OpenAI Deal Fuels Commercial Momentum
One of the key drivers behind Azure’s robust bookings growth — up 18% in the quarter — was a new commercial contract with OpenAI, the company behind ChatGPT. While Microsoft declined to disclose specifics about the deal’s size or its exact contribution to Azure’s results, CFO Amy Hood noted that while AI played a role, the true outperformance came from Azure’s non-AI business segments.
“The only real upside we saw on the AI side of the business was that we were able to deliver supply early to a number of customers,” Hood explained in a post-earnings call, indicating that AI infrastructure demand remains ahead of available capacity.

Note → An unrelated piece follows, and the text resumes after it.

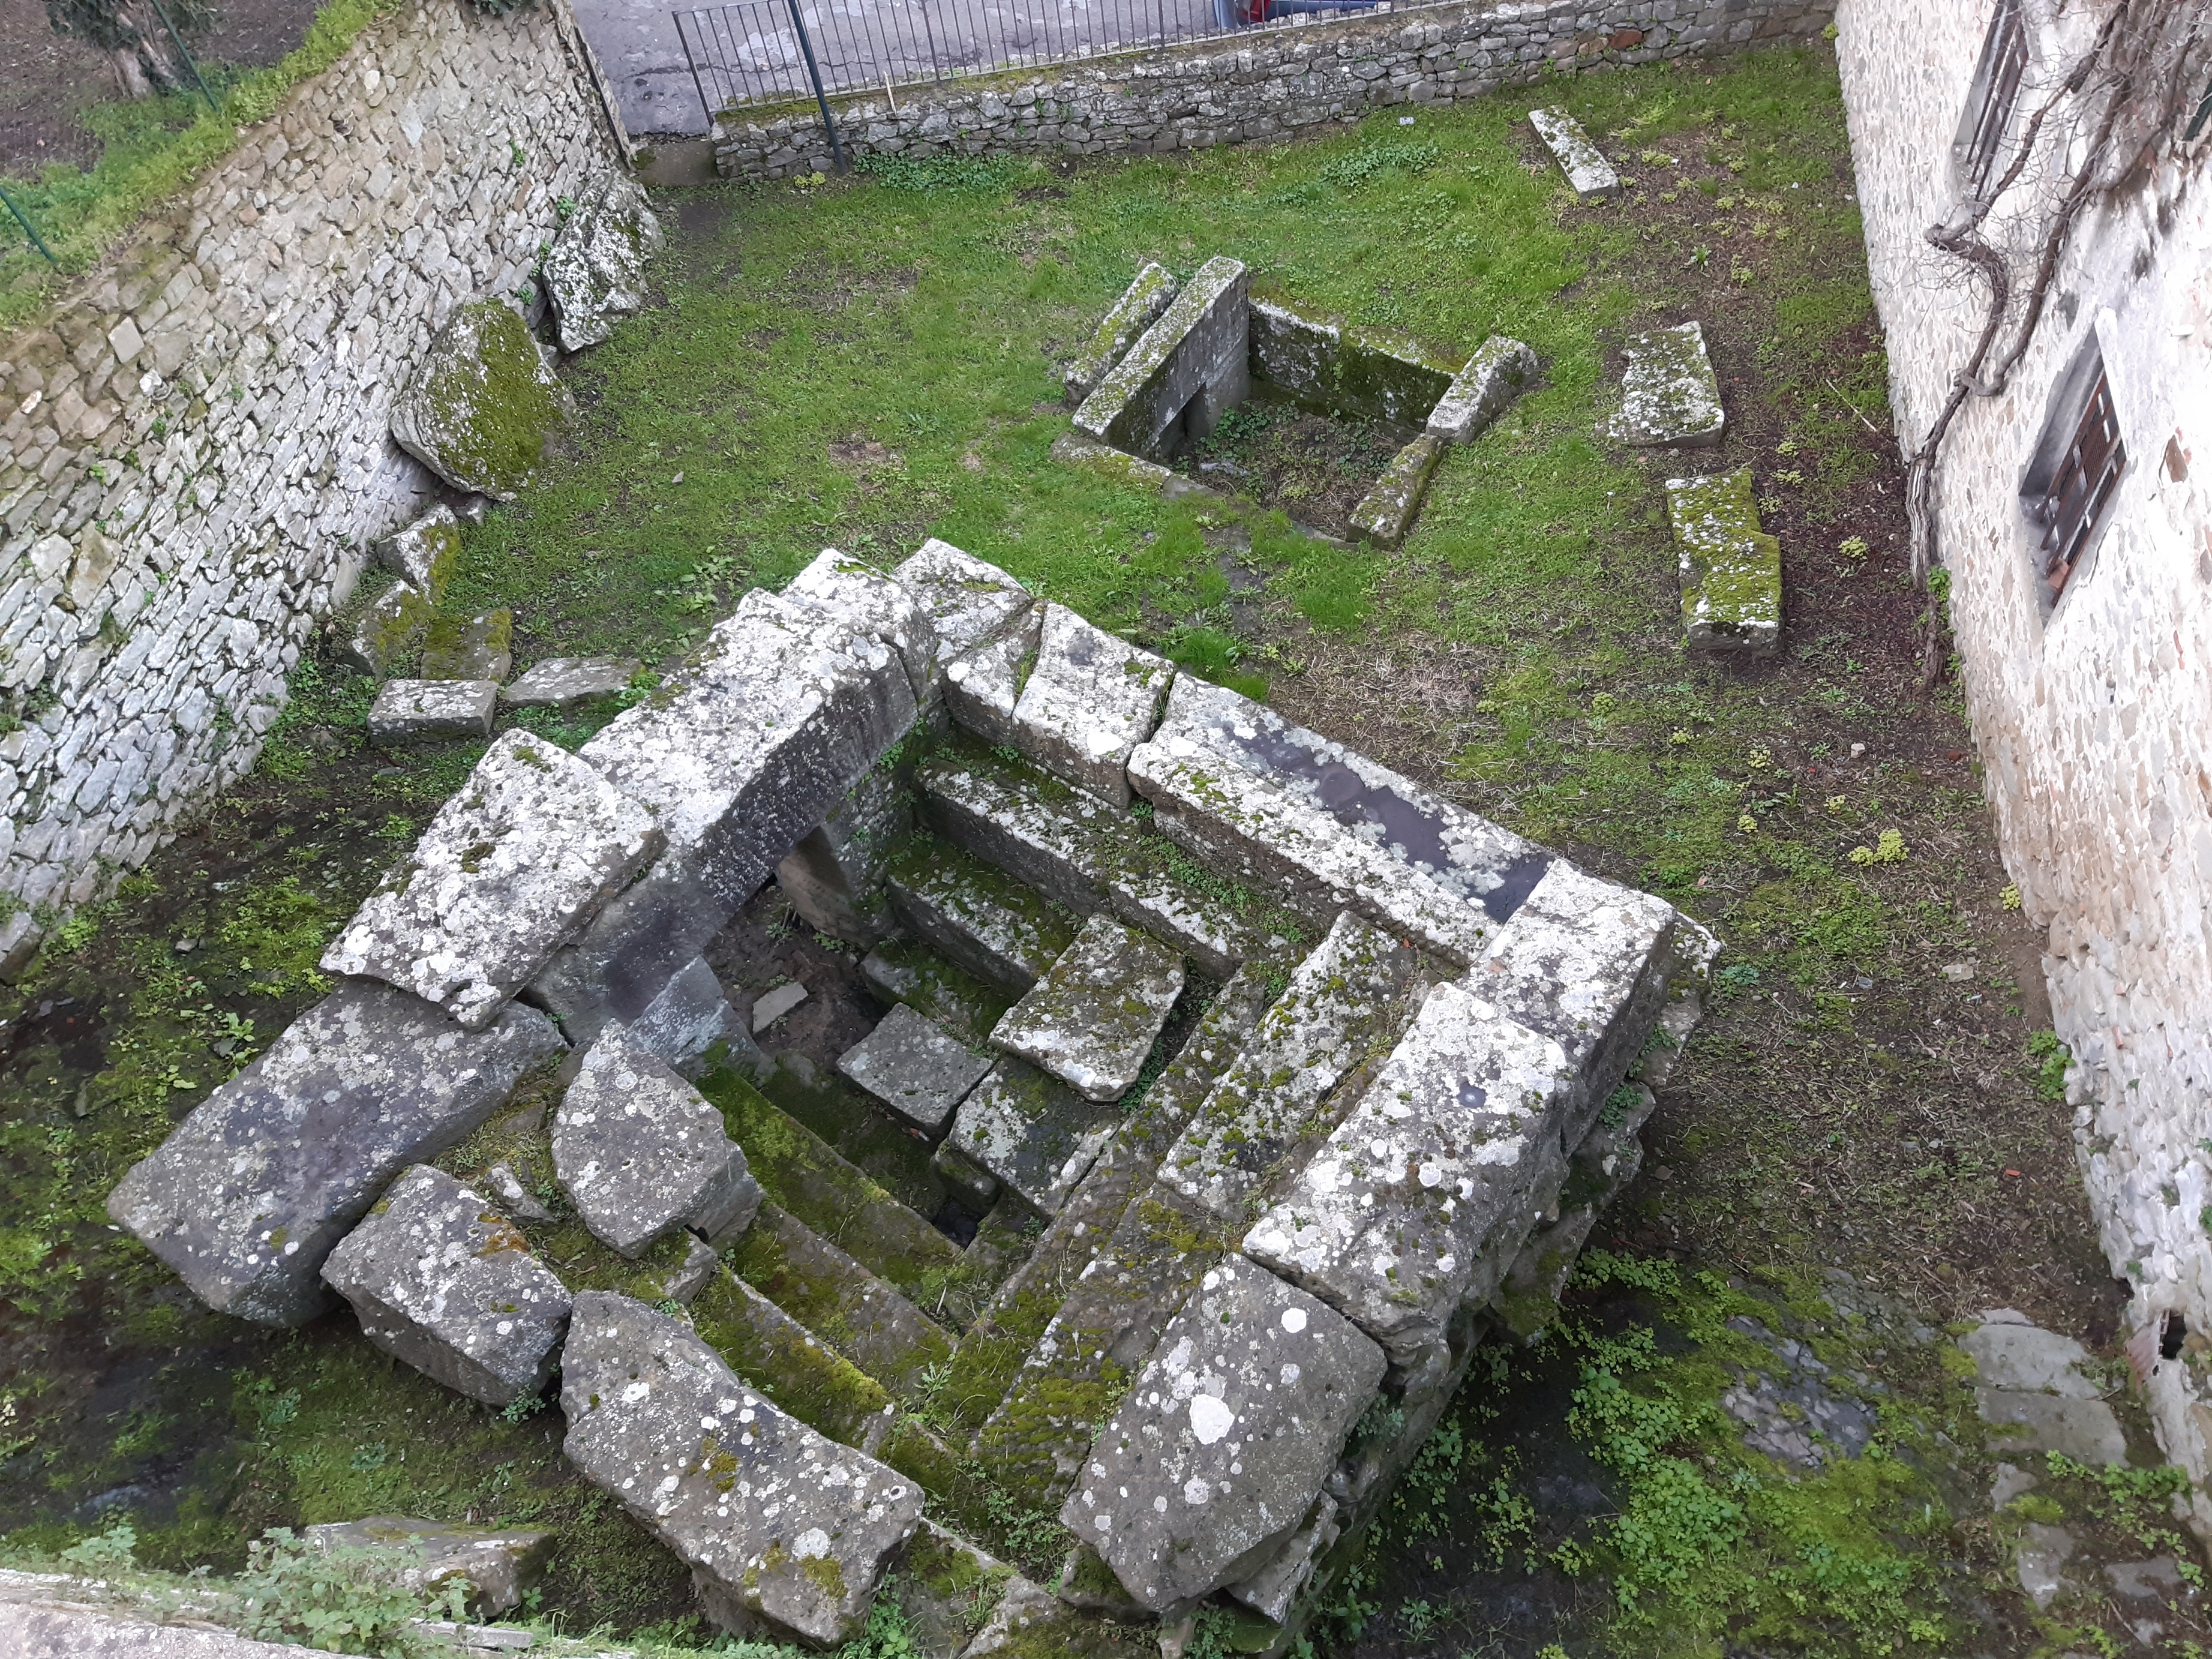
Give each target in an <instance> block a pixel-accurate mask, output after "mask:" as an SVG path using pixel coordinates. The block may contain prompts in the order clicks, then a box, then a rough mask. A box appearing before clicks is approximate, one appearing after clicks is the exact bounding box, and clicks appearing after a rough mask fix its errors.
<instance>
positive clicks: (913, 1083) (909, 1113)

Strategic Shift in Capital Spending
Microsoft reported a quarterly profit of \$3.46 per share, beating consensus estimates of \$3.22, on revenue of \$70.1 billion — a 13% year-over-year increase. The company’s Intelligent Cloud segment, which includes Azure, contributed \$26.8 billion to that total. Interestingly, Microsoft’s capital expenditures surged by 53% to \$21.4 billion in the quarter. However, the mix of that spending is shifting. The share of longer-lived infrastructure investments, like data center buildings, has fallen, while spending on shorter-lived assets, particularly chips and AI hardware, has risen.
Jonathan Neilson, Microsoft’s vice president of investor relations, explained the pivot: “You plug in CPUs and GPUs, and then you can start recognizing revenue.” This shift reflects a strategic emphasis on AI infrastructure to meet explosive demand, with hardware from Intel, AMD, and Nvidia playing a pivotal role.
Broader Implications for AI and the Economy
Microsoft’s aggressive AI infrastructure buildout — despite some recent canceled data center leases — underscores how integral generative AI has become to Big Tech’s future. A pullback in AI spending would ripple through suppliers like Nvidia and could even weigh on U.S. GDP growth. J.P. Morgan analysts previously estimated that AI-driven data center investments could contribute 10 to 20 basis points to U.S. economic growth in 2025-2026.
For now, Microsoft’s results — along with strong showings from Google and Meta — suggest that AI demand remains resilient, and tech’s AI arms race is far from over.